What they need is a new adventure. That comes in the form of Briar Rose, determined to Have What She Wants. Specifically: Liam. She also has this diabolical plan to conquer and rule ALL of the thirteen kingdoms, and is using the League as a means to her ends. Of course she's not the only "bad guy": the Bandit King is back, as King of Rauberia and there's an even badder guy in town: the Warlord of Dar. How will the League of Princes handle this?
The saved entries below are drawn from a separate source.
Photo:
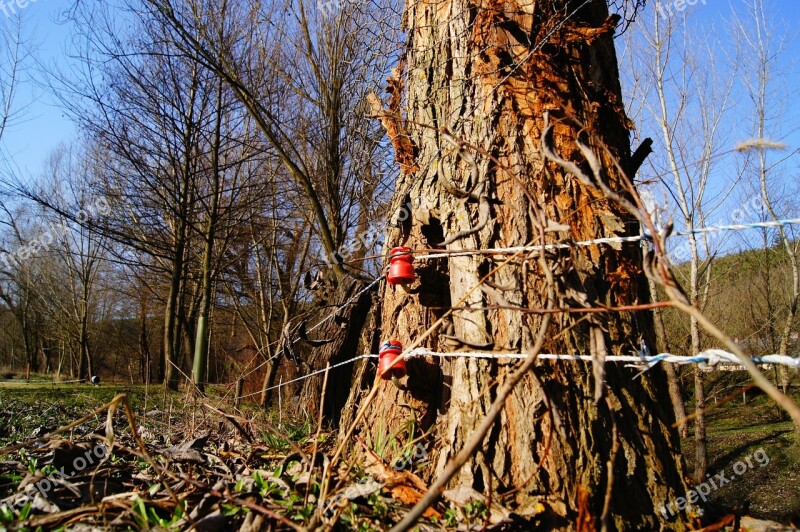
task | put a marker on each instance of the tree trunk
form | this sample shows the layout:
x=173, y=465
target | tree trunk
x=201, y=340
x=487, y=73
Well, much like they do in the first book: with of silliness, laughs, luck, and heart. Yeah, sure, this is more of the same as the first book, but why mess with a good thing? I loved the characters (A has a soft spot for Duncan), and the situations were so over-the-top it was endearing rather than off-putting. The chapter titles were ridiculous, as were the "book" quotes underneath. (My favorite? "There is no I in League of Princes.") I loved how the girls held their own with the guys, and how everyone (even Frederic!) found their strengths and used them to help them achieve their ends. It really was a team effort, and I appreciated that. Oh, and I should give a brief but heartfelt nod to the illustrations, which really are delightful.
The story's not done, either. While the story wrapped up (yay!), Healy left us with a bit of a cliffhanger, which only serves to make me eager for the next installment of the League of Princes.
(And, as a quick follow up to my concern: I do think that this one is something both boys and girls are reading. Which makes me very happy.)